And unprovoked is really the operational word there, isn't it?

Categorizing the threat right off the bat completely changes your management plan.

Oh, entirely.

If you're doing a workup, you have to separate provoked seizures from unprovoked ones immediately.

Because a provoked seizure happens because of, like, an acute underlying systemic condition, right?

Exactly.

We're talking about severe hypoglycemia, acute hyponatremia, head trauma, or, you know, withdrawal from alcohol.

Right.

So in those cases, the seizure might never recur once you just fix the underlying issue.

You correct the sodium level.

You cure the problem.

Precisely.

You treat the root cause.

But before we get into the weeds of primary care management and chronic workups, we really need to establish a hard boundary for you.

Right.

The red flag warning.

Status epilepticus.

Yes.

Status epilepticus is the ultimate red flag in neurology.

It is defined as a seizure lasting longer than 30 minutes.

Or it can be multiple seizures occurring without the patient returning to their baseline neurological state in a 30 -minute window.

Which is just a profound, life -threatening emergency.

I mean, the brain is burning through oxygen and glucose at an unsustainable rate there.

It's essentially suffocating itself.

Yeah.

And for the APN student, the clinical takeaway is very simple here.

This is strictly beyond the scope of outpatient primary care management.

Right.

If you suspect a patient is entering status epilepticus, you escalate.

You arrange for immediate emergency transport.

You do not wait around.

So assuming we are not in a status epilepticus situation, we need to classify what kind of seizure the patient had.

And the text uses the International League Against Epilepsy Classification System, which...

Figure 7 .1 in the chapter, yes.

Right.

But honestly, it can look like alphabet soup on paper.

So I'm trying to visualize this physiologically.
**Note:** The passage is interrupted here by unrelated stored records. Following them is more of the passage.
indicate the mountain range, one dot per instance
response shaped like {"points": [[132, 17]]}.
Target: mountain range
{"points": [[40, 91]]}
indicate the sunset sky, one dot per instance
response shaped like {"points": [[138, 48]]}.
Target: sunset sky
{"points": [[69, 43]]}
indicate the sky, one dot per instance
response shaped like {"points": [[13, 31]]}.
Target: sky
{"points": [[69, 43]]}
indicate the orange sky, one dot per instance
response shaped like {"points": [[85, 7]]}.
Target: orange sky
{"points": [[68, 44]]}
Is it sort of like an earthquake where you're trying to identify if there's a localized fault line versus like a massive widespread tectonic shift?

Does knowing where the fault line is tell us what kind of tremor the patient will experience?

Oh, I love that analogy.

Yes, that works perfectly.

If we run with that, the classification hinges entirely on where that electrical earthquake starts.

Okay.

The system breaks it down into two main categories.
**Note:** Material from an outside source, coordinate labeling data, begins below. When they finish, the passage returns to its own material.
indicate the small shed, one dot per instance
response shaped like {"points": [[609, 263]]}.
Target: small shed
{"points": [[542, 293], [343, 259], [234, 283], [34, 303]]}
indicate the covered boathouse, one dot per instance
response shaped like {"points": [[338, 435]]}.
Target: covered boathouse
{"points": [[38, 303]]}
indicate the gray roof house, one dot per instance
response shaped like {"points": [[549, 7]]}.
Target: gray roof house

You have focal onset and generalized onset.

A focal onset is your localized fault line.

Meaning the abnormal electrical discharge is limited to just one part of one cerebral hemisphere.

And because it's localized to one specific load or region,

the clinical manifestations vary wildly.

It completely depends on what that specific part of the brain controls.
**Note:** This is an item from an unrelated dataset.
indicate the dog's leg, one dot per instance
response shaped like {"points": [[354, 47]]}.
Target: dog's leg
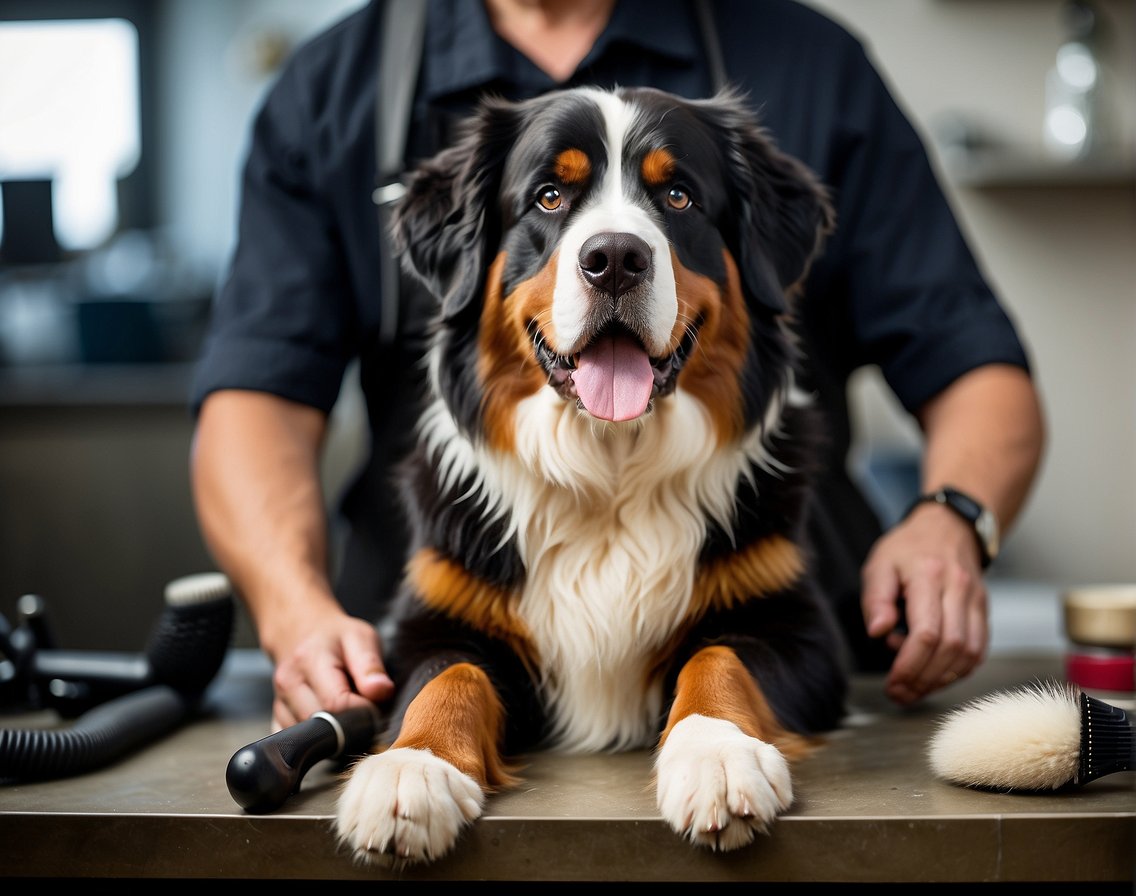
{"points": [[410, 802], [719, 778]]}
So it could be motor activity, like rhythmic jerking confined to just one arm.

Right.

Or it could be sensory.

Yeah.

Like suddenly smelling burnt rubber or experiencing an intense,

unexplainable wave of deja vu.

Wow.

And within focal seizures, we classify them further based on the patient's level of consciousness, right?

We do.

If the patient is completely aware during the event, it's a focal aware seizure, which is the modern term for what we used to call a simple partial seizure or an aura.

And if the awareness is impaired, we call it a focal impaired awareness seizure.

Right.

Formerly known as a complex partial seizure.

And this is actually the most common type in adults with epilepsy.

Really?

Yeah.

And what's structurally fascinating here is that the patient might appear completely awake.

I mean, their eyes are open.

They might even be standing up, but they aren't processing your surroundings at all.

They are functionally absent.

That is so wild to think about.

And you'll often see automatisms during these events, right?

Yes.

Automatisms are a huge clue.

They're repetitive, involuntary, almost mechanical behaviors like lip smacking, swallowing, picking at their clothes, or just repeating a single phrase over and over.

OK.

So if a focal seizure is a localized fault line, then a generalized onset seizure is that massive tectonic shift that instantly involves the entire system.

Exactly.

It instantly involves both hemispheres of the brain from the very beginning.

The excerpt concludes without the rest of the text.